The motivation for the attack was not immediately known, but Baltimore County Executive James T. Smith Jr. told WBAL-TV that it was a "street crime that happened on school grounds." The shooting occurred after the basketball game, which was organized by a state lawmaker and attended by about 300 students.

Toohey said the lawmaker did not appear to be the target of the shooting.

"It's a shame that a random act of violence by people gives the school a bad image," said Delegate Robert Zirkin, who organized the event raise money for scholarships.

A security camera was pointed at the area of the shooting, but it was not working, Toohey said.

Anxious parents waited outside the school, blocked from entering by police tape. Deborah Lee of Randallstown said she was waiting for her daughter, Sarah, to finish talking with investigators.

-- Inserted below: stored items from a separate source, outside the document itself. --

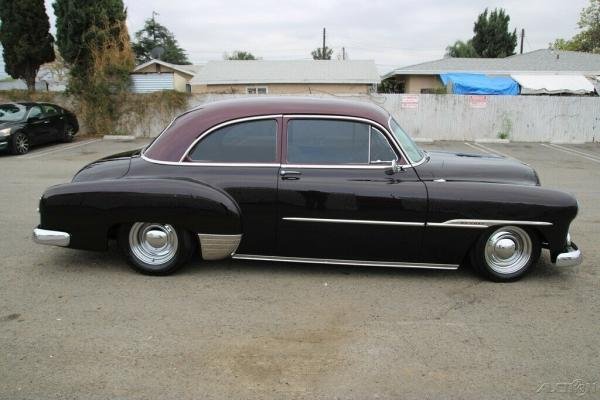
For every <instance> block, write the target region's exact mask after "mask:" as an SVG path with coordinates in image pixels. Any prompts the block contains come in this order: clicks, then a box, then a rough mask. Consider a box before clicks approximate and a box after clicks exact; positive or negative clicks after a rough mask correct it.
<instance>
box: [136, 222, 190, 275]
mask: <svg viewBox="0 0 600 400" xmlns="http://www.w3.org/2000/svg"><path fill="white" fill-rule="evenodd" d="M129 247H130V248H131V252H132V253H133V255H134V256H135V257H136V258H138V259H139V260H140V261H142V262H143V263H146V264H149V265H154V266H160V265H163V264H165V263H167V262H169V261H171V260H172V259H173V258H174V257H175V255H176V254H177V249H178V247H179V242H178V240H177V233H176V232H175V228H173V227H172V226H171V225H168V224H156V223H147V222H136V223H135V224H133V226H132V227H131V230H130V231H129Z"/></svg>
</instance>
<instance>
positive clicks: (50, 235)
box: [33, 228, 71, 247]
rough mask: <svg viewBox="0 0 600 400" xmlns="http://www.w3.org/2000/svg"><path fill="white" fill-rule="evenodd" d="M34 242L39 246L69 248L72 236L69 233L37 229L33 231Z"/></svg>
mask: <svg viewBox="0 0 600 400" xmlns="http://www.w3.org/2000/svg"><path fill="white" fill-rule="evenodd" d="M33 241H34V242H35V243H37V244H47V245H51V246H61V247H67V246H68V245H69V243H70V242H71V235H70V234H68V233H67V232H60V231H49V230H47V229H40V228H35V229H34V230H33Z"/></svg>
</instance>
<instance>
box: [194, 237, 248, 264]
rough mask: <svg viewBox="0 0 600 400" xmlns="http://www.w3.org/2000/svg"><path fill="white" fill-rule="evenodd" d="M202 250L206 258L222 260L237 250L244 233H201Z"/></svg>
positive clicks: (201, 243)
mask: <svg viewBox="0 0 600 400" xmlns="http://www.w3.org/2000/svg"><path fill="white" fill-rule="evenodd" d="M198 240H199V241H200V252H201V253H202V259H204V260H222V259H224V258H227V257H229V256H231V255H232V254H233V253H235V251H236V250H237V248H238V246H239V245H240V242H241V241H242V235H213V234H208V233H199V234H198Z"/></svg>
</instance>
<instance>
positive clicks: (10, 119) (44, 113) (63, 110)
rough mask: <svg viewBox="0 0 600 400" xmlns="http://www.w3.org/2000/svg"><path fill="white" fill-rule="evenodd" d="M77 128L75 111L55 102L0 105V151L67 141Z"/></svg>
mask: <svg viewBox="0 0 600 400" xmlns="http://www.w3.org/2000/svg"><path fill="white" fill-rule="evenodd" d="M78 130H79V124H78V122H77V117H76V116H75V114H73V113H72V112H70V111H68V110H65V109H64V108H62V107H59V106H57V105H55V104H49V103H7V104H0V150H5V149H8V150H9V151H10V152H11V153H13V154H25V153H27V152H28V151H29V149H30V148H31V146H34V145H36V144H42V143H48V142H55V141H63V142H70V141H72V140H73V137H74V136H75V134H76V133H77V131H78Z"/></svg>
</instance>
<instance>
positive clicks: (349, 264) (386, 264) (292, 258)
mask: <svg viewBox="0 0 600 400" xmlns="http://www.w3.org/2000/svg"><path fill="white" fill-rule="evenodd" d="M232 258H234V259H236V260H253V261H281V262H294V263H307V264H330V265H355V266H360V267H391V268H420V269H450V270H454V269H457V268H458V264H429V263H409V262H395V261H368V260H365V261H363V260H339V259H333V258H303V257H279V256H261V255H254V254H234V255H233V256H232Z"/></svg>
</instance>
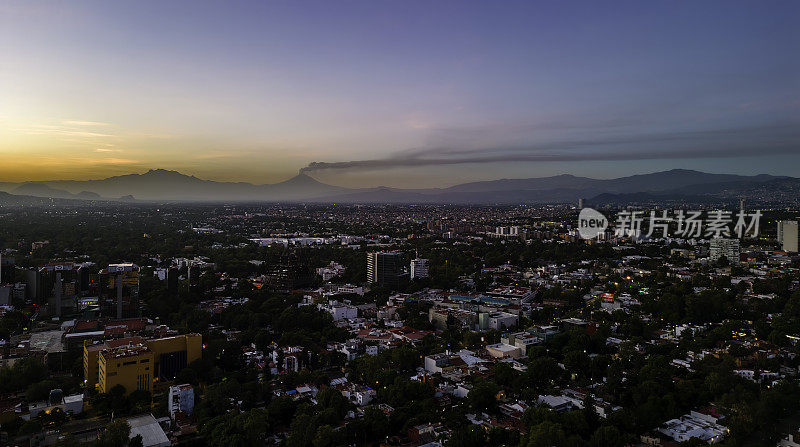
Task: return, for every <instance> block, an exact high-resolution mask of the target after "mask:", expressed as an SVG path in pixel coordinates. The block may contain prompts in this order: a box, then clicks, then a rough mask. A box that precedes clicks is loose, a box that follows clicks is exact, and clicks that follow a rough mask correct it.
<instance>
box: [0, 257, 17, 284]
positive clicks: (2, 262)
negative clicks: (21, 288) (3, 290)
mask: <svg viewBox="0 0 800 447" xmlns="http://www.w3.org/2000/svg"><path fill="white" fill-rule="evenodd" d="M15 271H16V266H15V265H14V258H10V257H8V256H3V253H2V250H0V284H3V283H6V284H11V283H13V282H14V280H15V275H14V274H15Z"/></svg>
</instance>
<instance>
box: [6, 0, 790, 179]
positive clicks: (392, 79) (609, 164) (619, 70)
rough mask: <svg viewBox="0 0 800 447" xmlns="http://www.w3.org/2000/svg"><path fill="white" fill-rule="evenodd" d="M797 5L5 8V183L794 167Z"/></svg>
mask: <svg viewBox="0 0 800 447" xmlns="http://www.w3.org/2000/svg"><path fill="white" fill-rule="evenodd" d="M798 17H800V3H798V2H793V1H766V2H753V1H750V2H736V1H702V2H688V1H687V2H673V1H648V2H642V1H631V2H626V1H614V2H596V1H589V2H578V1H575V2H532V1H527V2H512V1H509V2H489V1H485V2H464V1H462V2H445V1H438V2H422V1H403V2H399V1H398V2H389V1H380V2H376V1H324V2H308V1H274V2H273V1H264V2H262V1H259V2H198V1H186V2H182V1H170V2H156V1H137V2H103V1H97V2H88V1H71V2H35V3H34V2H24V1H19V2H16V1H11V2H5V3H3V4H2V5H0V54H3V59H2V62H0V98H4V100H2V101H0V157H3V158H4V159H5V160H6V163H3V164H2V165H0V180H27V179H50V178H98V177H104V176H107V175H115V174H121V173H128V172H141V171H143V170H146V169H150V168H167V169H177V170H180V171H182V172H186V173H190V174H194V175H197V176H200V177H204V178H211V179H219V180H244V181H251V182H256V183H266V182H275V181H280V180H283V179H285V178H288V177H290V176H292V175H294V174H295V173H297V171H298V170H299V169H301V168H303V167H305V166H307V165H309V164H310V163H314V165H313V166H314V167H315V168H316V169H314V170H313V171H310V172H311V174H312V175H314V176H315V177H317V178H320V179H322V180H325V181H328V182H331V183H335V184H342V185H348V186H355V185H359V186H361V185H378V184H385V185H392V186H442V185H449V184H453V183H457V182H461V181H469V180H481V179H492V178H503V177H534V176H544V175H553V174H560V173H573V174H577V175H588V176H594V177H615V176H621V175H628V174H632V173H642V172H652V171H657V170H662V169H670V168H693V169H700V170H707V171H711V172H735V173H743V174H758V173H772V174H784V175H795V176H800V130H798V129H800V58H798V57H797V55H798V54H800V30H798V27H797V26H796V23H797V19H798ZM351 162H354V163H351Z"/></svg>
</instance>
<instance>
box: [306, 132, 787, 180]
mask: <svg viewBox="0 0 800 447" xmlns="http://www.w3.org/2000/svg"><path fill="white" fill-rule="evenodd" d="M783 154H790V155H795V154H800V128H799V127H798V126H797V125H796V124H795V123H779V124H773V125H767V126H754V127H749V128H738V129H706V130H695V131H684V132H661V133H649V134H626V135H609V136H598V137H594V138H584V139H573V140H552V141H546V142H538V143H531V144H523V145H497V146H486V145H482V146H475V147H454V146H440V147H426V148H415V149H408V150H405V151H401V152H398V153H396V154H394V155H393V156H390V157H385V158H378V159H368V160H351V161H341V162H312V163H309V165H308V166H306V167H305V168H302V169H301V170H300V171H301V172H312V171H319V170H377V169H391V168H399V167H420V166H443V165H460V164H485V163H502V162H529V163H535V162H538V163H547V162H578V161H601V160H606V161H617V160H618V161H626V160H669V159H699V158H737V157H761V156H764V155H783Z"/></svg>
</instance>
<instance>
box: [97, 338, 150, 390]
mask: <svg viewBox="0 0 800 447" xmlns="http://www.w3.org/2000/svg"><path fill="white" fill-rule="evenodd" d="M98 357H99V360H100V361H99V362H98V378H99V382H98V383H97V388H98V390H99V391H100V392H101V393H108V392H109V391H111V388H113V387H115V386H117V385H122V386H124V387H125V391H126V393H131V392H133V391H136V390H142V391H151V389H152V387H153V374H152V369H151V368H152V367H153V364H154V362H153V351H151V350H150V349H148V348H147V346H144V345H131V346H125V347H120V348H116V349H107V350H104V351H101V352H100V355H99V356H98Z"/></svg>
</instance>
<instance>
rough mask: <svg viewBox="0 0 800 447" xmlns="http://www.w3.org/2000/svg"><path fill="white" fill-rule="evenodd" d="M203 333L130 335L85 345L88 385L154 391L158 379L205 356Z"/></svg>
mask: <svg viewBox="0 0 800 447" xmlns="http://www.w3.org/2000/svg"><path fill="white" fill-rule="evenodd" d="M202 351H203V337H202V336H201V335H200V334H185V335H176V336H174V337H166V338H158V339H152V340H145V339H143V338H142V337H129V338H124V339H120V340H111V341H108V342H105V343H100V344H90V343H89V342H86V343H85V344H84V347H83V375H84V381H85V386H86V387H87V388H88V387H91V386H95V387H96V388H97V390H98V391H100V392H101V393H107V392H109V391H110V390H111V388H113V387H114V386H115V385H122V386H124V387H125V391H126V393H127V394H129V393H131V392H133V391H135V390H144V391H151V390H152V385H153V382H154V381H156V380H171V379H173V378H175V376H176V375H177V374H178V373H179V372H180V371H181V370H182V369H183V368H185V367H186V366H187V365H188V364H189V363H191V362H193V361H195V360H198V359H200V358H201V357H202V355H203V352H202Z"/></svg>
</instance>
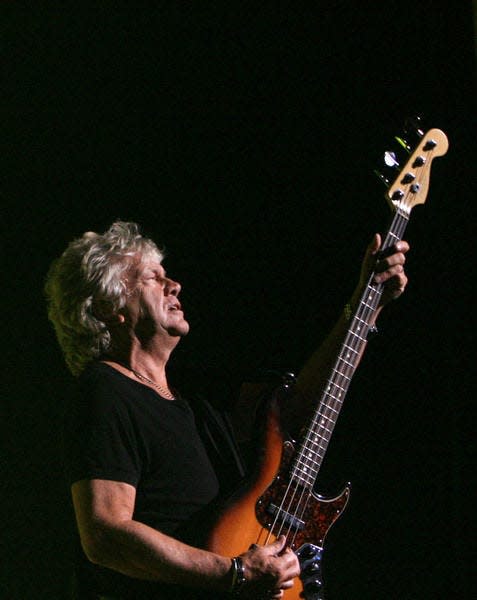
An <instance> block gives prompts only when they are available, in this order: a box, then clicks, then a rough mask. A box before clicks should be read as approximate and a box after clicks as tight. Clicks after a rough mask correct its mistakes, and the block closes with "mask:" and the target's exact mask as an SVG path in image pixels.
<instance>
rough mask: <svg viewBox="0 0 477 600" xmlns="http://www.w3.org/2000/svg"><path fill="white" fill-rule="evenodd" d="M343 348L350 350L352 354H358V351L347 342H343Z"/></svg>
mask: <svg viewBox="0 0 477 600" xmlns="http://www.w3.org/2000/svg"><path fill="white" fill-rule="evenodd" d="M343 348H346V349H347V350H350V351H351V352H352V353H353V354H359V352H358V351H357V350H355V349H354V348H352V347H351V346H349V345H348V344H343Z"/></svg>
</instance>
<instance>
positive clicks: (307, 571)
mask: <svg viewBox="0 0 477 600" xmlns="http://www.w3.org/2000/svg"><path fill="white" fill-rule="evenodd" d="M415 133H416V134H417V138H418V141H417V146H416V148H415V150H414V152H412V154H410V155H409V157H408V159H407V162H406V164H405V165H404V167H403V168H402V170H401V171H400V172H399V174H398V175H397V176H396V178H395V180H394V182H393V183H392V185H390V186H389V189H388V192H387V200H388V202H389V204H390V206H391V208H392V209H393V212H394V215H393V219H392V222H391V224H390V227H389V229H388V231H387V233H386V234H385V235H384V236H383V243H382V245H381V248H380V251H381V252H386V251H387V250H390V249H392V248H393V247H394V245H395V243H396V240H401V239H403V234H404V231H405V229H406V226H407V223H408V221H409V216H410V212H411V209H412V208H413V207H414V206H415V205H416V204H423V203H424V202H425V198H426V195H427V190H428V187H429V171H430V166H431V163H432V160H433V159H434V158H435V157H437V156H442V155H443V154H445V153H446V151H447V148H448V141H447V138H446V136H445V134H444V133H443V132H442V131H440V130H439V129H431V130H429V131H428V132H427V133H426V134H424V132H423V131H422V130H420V129H416V131H415ZM395 139H396V140H397V141H398V142H399V144H400V146H403V147H404V148H405V149H406V151H407V152H411V148H410V146H408V144H407V142H406V140H404V139H401V138H398V137H396V138H395ZM385 164H386V165H387V166H388V167H390V169H391V170H392V171H393V172H394V173H395V172H396V166H398V163H397V161H396V160H395V155H394V153H393V152H387V153H386V154H385ZM380 178H381V179H382V180H383V182H385V183H386V185H388V184H389V181H388V180H387V178H386V177H384V176H382V175H380ZM374 275H375V274H374V273H373V272H372V273H370V275H369V278H368V282H367V285H366V286H365V287H364V290H363V293H362V295H361V298H360V300H359V302H358V304H357V307H356V309H355V311H354V314H350V315H349V317H348V322H349V325H348V331H347V332H346V334H345V336H344V339H343V342H342V344H341V347H340V349H339V352H338V356H337V358H336V361H335V363H334V365H333V368H332V369H331V371H330V373H329V377H328V379H327V381H326V384H325V386H324V388H323V390H322V393H321V397H320V399H319V402H318V403H317V407H316V411H315V413H314V415H313V418H312V419H311V422H310V424H309V426H308V428H307V429H306V432H305V434H304V435H303V439H302V441H301V442H300V447H299V448H298V449H297V450H295V449H294V447H293V445H292V444H291V443H290V442H288V441H285V440H284V438H283V435H282V433H281V429H280V418H279V409H278V401H277V398H274V399H273V400H272V401H271V406H270V412H269V415H268V418H267V420H266V428H265V433H264V443H263V452H262V455H261V457H259V460H258V462H257V464H258V466H257V469H256V472H255V475H254V477H253V478H252V480H251V482H250V485H249V486H248V487H247V488H245V489H243V490H242V491H241V492H240V493H238V494H237V495H236V496H235V497H233V498H232V500H231V502H230V504H229V505H228V508H226V509H225V511H224V512H223V514H222V516H221V517H220V518H219V519H218V521H217V522H216V525H215V527H214V528H213V529H212V531H211V533H210V536H209V538H208V546H207V547H208V548H209V549H210V550H212V551H214V552H217V553H219V554H222V555H226V556H227V555H228V556H231V557H233V556H237V555H239V554H241V553H242V552H244V551H245V550H247V549H248V548H249V546H250V545H251V544H268V543H271V542H273V541H274V540H275V539H276V538H277V537H279V536H280V535H285V536H286V540H287V545H288V546H289V547H290V548H291V549H292V550H294V551H295V552H296V554H297V556H298V558H299V561H300V566H301V574H300V581H297V582H296V584H295V585H294V586H293V588H292V589H291V590H287V591H285V592H284V598H285V600H299V599H300V598H304V599H305V600H323V590H322V587H323V586H322V578H321V554H322V550H323V542H324V539H325V537H326V534H327V532H328V530H329V529H330V527H331V525H332V524H333V523H334V522H335V521H336V519H337V518H338V517H339V516H340V514H341V513H342V511H343V510H344V508H345V506H346V503H347V502H348V498H349V494H350V488H349V486H347V487H345V488H344V490H343V491H342V492H341V493H340V494H339V495H338V496H336V497H335V498H331V499H326V498H322V497H321V496H318V495H316V494H315V493H314V491H313V489H314V485H315V482H316V479H317V476H318V473H319V469H320V467H321V463H322V460H323V458H324V456H325V453H326V448H327V446H328V443H329V441H330V438H331V435H332V432H333V429H334V426H335V424H336V420H337V418H338V415H339V413H340V410H341V407H342V404H343V400H344V397H345V395H346V392H347V390H348V387H349V384H350V382H351V379H352V377H353V374H354V372H355V370H356V367H357V365H358V362H359V357H360V356H361V354H362V352H363V351H364V347H365V344H366V339H367V335H368V332H369V330H370V328H371V323H373V315H374V313H375V311H376V309H377V308H378V306H379V303H380V299H381V295H382V291H383V284H382V283H377V282H376V281H375V279H374Z"/></svg>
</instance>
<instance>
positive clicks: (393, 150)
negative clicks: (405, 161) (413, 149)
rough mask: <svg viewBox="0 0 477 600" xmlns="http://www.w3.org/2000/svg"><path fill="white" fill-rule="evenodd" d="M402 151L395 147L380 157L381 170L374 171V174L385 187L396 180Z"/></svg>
mask: <svg viewBox="0 0 477 600" xmlns="http://www.w3.org/2000/svg"><path fill="white" fill-rule="evenodd" d="M400 154H402V151H401V150H400V148H398V147H396V148H394V149H392V150H386V152H385V153H384V154H383V157H382V164H381V170H379V169H376V170H375V171H374V173H375V174H376V176H377V177H378V178H379V179H380V180H381V181H382V182H383V183H384V185H385V186H387V187H389V185H390V184H391V182H392V181H394V179H396V176H397V172H398V171H399V169H400V168H401V164H400V161H401V160H402V157H401V156H400Z"/></svg>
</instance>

She said the 16-year-old junior had attended the game, then called to tell her mom the game was over and it was time to pick her up. Shortly afterward, Sarah called back to say people had been shot.

A woman who answered the telephone at the school's main office said school officials could not comment because "clearly, they are trying to contact families." She would not identify herself or her position.

Randallstown High School is located in northwest Baltimore County, about 10 miles from Baltimore. It has 1,700 students and a staff of 115, according to the Baltimore County public schools Web site.

The school is across the street from a suburban development of homes with two-car garages and nice lawns. It is about a mile off an old country road that has become a busy commuter thoroughfare linking residential developments with the city of Baltimore.